Somethin' about him
Not the same.
He's different and that's how it goes.
And he's not gonna play your gosh darn game"
--Randy Newman, I'm Different
If you pay attention to high-technology business markets, you have undoubtedly noticed the frequent usage of "open standards" as not only a product strategy, but also as a marketing message and political mantra. Leading high-tech executives such as Andy Grove, John Chambers, Jim Barksdale, Larry Ellison, and Scott McNealy all wax poetic about their "support for" and "adherence to" open standards.
Of course, they are not the only supporters. Executives of small start-ups, magazine columnists, industry analysts, and even customers such as CIOs and MIS managers express their "loyalty to" and fundamental "belief in" open standards. With all this support, adherence, loyalty, and belief, you might think that discussing open standards would be a short-lived exercise--kind of like discussing the force of gravity or a human's need for oxygen.
We all know that this is not the case. While everyone voices support for "openness," time and again we see executives and analysts quibbling over the true definition of open and whether this company or that company is really adhering to the standard. If we all agree that standards are a good thing, why is there so much dissent? When I hear executives announce support for open standards, I am left with an innate empty feeling. It's not that I don't trust these people; it's just that I believe supporting openness as a fundamental philosophy runs directly counter to the basic objective of most businesses: differentiation.
How do you differentiate your product if your core mission is to ensure that your product operates exactly as your competition? The bottom line is that you don't, and this paradox is behind most of the confusion and rhetoric regarding open standards.
With this as a backdrop, I would now like to walk through what I see as seven fundamental principles of open standards. It is not my objective to halt all future arguments and discussions related to the topic (although a reduction in attention would certainly be welcomed). I do, however, hope to open people's eyes to the realities that surround these standards, such that we can move past this current "religious war" environment where nothing is ever settled. Moreover, I hope to highlight the motivation behind certain corporate initiatives, not so that we can criticize a company's behavior, but rather so that we can empathize with their natural search for survival and success.
Principle 1: Open standards are a good thing.
Make no mistake about it, open standards have a huge positive influence on technology markets. First, they speed market evolution. Since there is a high need for interoperability, guaranteeing that every printer works with every PC seriously reduces the R&D tasks for both the printer company and the PC maker. This allows both companies to get products to market faster, and reduces costs. With standard, or open, interfaces, the design requirements for a printer or PC are greatly reduced. The customer also benefits through greater flexibility. If you buy a printer from one vendor, and then upgrade your PC, it is nice to know ahead of time that you won't also need to buy a new printer. This flexibility also helps protect the customer from becoming overly reliant on a single brand. If you buy a cellular phone from one network service provider, you can feel safe that the phone will work on its competitor's network, such that you are not "locked in" to a single solution.

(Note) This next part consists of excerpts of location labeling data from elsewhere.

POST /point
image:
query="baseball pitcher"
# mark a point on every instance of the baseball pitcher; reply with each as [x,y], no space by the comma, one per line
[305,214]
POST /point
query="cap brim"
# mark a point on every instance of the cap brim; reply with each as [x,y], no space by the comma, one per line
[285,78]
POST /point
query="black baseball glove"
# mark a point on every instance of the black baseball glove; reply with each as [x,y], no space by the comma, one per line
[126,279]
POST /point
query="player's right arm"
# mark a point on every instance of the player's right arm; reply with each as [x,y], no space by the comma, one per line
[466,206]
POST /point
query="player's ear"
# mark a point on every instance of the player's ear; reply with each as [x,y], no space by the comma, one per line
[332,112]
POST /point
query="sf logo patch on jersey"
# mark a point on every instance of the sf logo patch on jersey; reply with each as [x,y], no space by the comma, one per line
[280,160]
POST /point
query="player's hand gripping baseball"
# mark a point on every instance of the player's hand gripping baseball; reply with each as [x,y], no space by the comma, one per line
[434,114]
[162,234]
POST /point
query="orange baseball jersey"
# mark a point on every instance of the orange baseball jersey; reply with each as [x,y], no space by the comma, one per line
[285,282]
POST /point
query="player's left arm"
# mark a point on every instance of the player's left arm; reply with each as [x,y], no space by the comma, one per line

Principle 2: Openness is a product-specific interoperability strategy. It is important to recognize open standards for what they are. Companies choose to support open standards on a product-by-product basis. When it makes sense for a company to embrace openness they will; when it does not, they won't. This may sound trite, but many people try to position openness as a religion, business strategy, or corporate mission. This is going too far. It would be virtually impossible for a company to adhere to a policy of openness in everything it does. Would you consult a standards committee every time you made a corporate decision? Would you post the design plans for your next significant product on the Internet for all to see, including your competitors? Do you invite outsiders to your internal meetings to ensure compliance? Sure, Sony lost a great deal of money when the proprietary Betamax failed to gain market share against the open VHS. However, other companies have grabbed significant share and market capitalization by achieving success with proprietary design. Sometimes it makes sense, and sometimes it doesn't. Intel supports open standards on high-speed xDSL technology but works diligently to patent-protect its microprocessor spin-out. Is Intel open?
Principle 3: The "open" buzzword is overused. Undoubtedly, many high-tech executives are guilty of abusing the "open" term, either to position their company or to discredit their competition. We need to recognize that openness is really a position along a continuum and not an absolute way of life. We can choose to be completely open, or completely proprietary, but there is a huge gray area in between. You likely have heard the phrase, "We will support open standards, but innovate on top of them." Is this open? It's hard to say. The fact of the matter is that open is nondefinitive, and therefore its use serves more to confuse than to clarify. I think executives should be limited to stating support for specific standards, and should be dissuaded from stating that a product or product category is inherently "open" in and of itself. "This product supports standard PCMCIA interfaces" is a more sincere statement than "this product is open."